2024人事委勧告についての見解

高水準の賃上げ

 県人事委員会の勧告が4日、出されました。32年ぶりの高水準となる1万277円(2.80%)の引上げで、昨年の3603円(0.99%)を大きく上回りました。                                                           初任給は、行政職で高卒2万1400円、大卒2万3800円の引上げです。教育職は1級高卒で2万2700円、1級大卒で2万5200円、2級大卒で2万6600円の引上げです。海事職一般乗組員は2万1800円の引上げです。                      
 この他、再任用者を含むすべての年代において引上げを勧告しています。
一時金は0.10月の引上げで、4.60月となりました。期末2.50月(プラス0.05)、勤勉2.10月(プラス0.05)です。

地域手当見直し

 地域手当については、「人事院勧告の内容に準じ、級地区分及び支給地域・支給割合を見直す必要」があるとしています。
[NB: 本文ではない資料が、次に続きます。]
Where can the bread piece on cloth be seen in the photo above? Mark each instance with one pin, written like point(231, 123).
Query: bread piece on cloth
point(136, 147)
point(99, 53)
現在、県内で支給対象なのは「旧長崎市」に勤務する職員のみですが、国の人勧は国家公務員の長崎市分を廃止すべきとしています。人勧は激変緩和措置として、引き下げを1年1ポイントとしており、これにならうならば現在4%なので、4年間でゼロということになります。
 人勧は、人材確保のためにも賃金改善が必要としていますが、本県のように人口が減少している自治体ではなおさらです。地域手当を廃止するのであれば同額分を基本給に振り替え、すべての職員における底上げを行うべきです。

扶養手当見直し  

 扶養手当については、「人事院勧告の内容に準じ、配偶者に係る手当を廃止し、子に係る手当を引き上げる必要がある」としています。 民間企業の半数近くが配偶者分を廃止していますが、これは非正規労働者に労働時間の調整をさせないようにし低賃金労働にかりたてる効果があります。国の人勧と本県人事委員会の勧告が、民間でもまだ半数が続けている配偶者分を廃止するよう勧めるのは、これを大きく後押しするものであり問題です。
 また本県では過疎地域を含めた広域人事異動を行っており、地域によってはパートナーが就業することすら困難な状況があります。その場合は所得の大幅減になります。子の分の増額は当然ですが、親の分を原資にするのではなく、総人件費の増額が必要です。

引上げの年代差  

 基本給引上げの重点は30代までで、中高年の上げ幅は小さく、年代差が大きくなっています。再任用者の引き上げ額は3800円です。

増員に触れず  

 報告では、長時間労働の是正を掲げますが、具体策としては「業務内容の見直し」が中心で「DXの推進」を掲げますが、職員の増員には一言も触れていません。「男性職員の育休取得を促し」とも述べていますが、「意識啓発を推進」というばかりで、男性職員に特に長時間過密労働を負担させてきた「働かせ方」への反省は一言もありません。